父さんの妹の息子。僕と同級生で、今は他県に住んでるけど元々大学はこっちに来る予定だったんだ」
ひとつひとつ説明していく。
「うちはΩに対しては過保護なんだけど、αやβだと割と自由に出来てその中でも叔母さんは本当に自由なんだよ。うちの父や茉希さん見てたからαやΩは大変ね~、なんて言いながら大学生の時に知り合ったβの先輩とさっさと結婚して旦那さんの地元に行っちゃうような人」
僕の言葉に胡桃が驚く。自分の家庭環境と比べてカルチャーショックを受けているのかもしれない。
「もちろん、祖父は止めたみたいだよ。結婚は良いけどせめて近くに。
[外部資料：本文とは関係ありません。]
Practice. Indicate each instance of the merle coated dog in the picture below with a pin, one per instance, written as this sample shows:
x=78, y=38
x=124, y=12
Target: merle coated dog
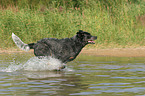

どうせなら系列の会社に就職して欲しいって言ったのに話に来た時には旦那さんの就職先も決まった後でね。
〈娘さんの環境に惹かれたわけでは無いと、僕なりのケジメです〉なんて言われたら反対できないよね。
それでさ、叔母さんは短期大学だったから旦那さんと自分の卒業と同時に結婚。
旦那さんの就職先が地元だったからそのまま向こうに嫁いじゃってさ。
不仲とかじゃなくて、自分達はβだからαとかΩとか理解はしててもわかってあげられない部分があるから、それなら離れた方が良い関係でいられるんじゃ無いかって。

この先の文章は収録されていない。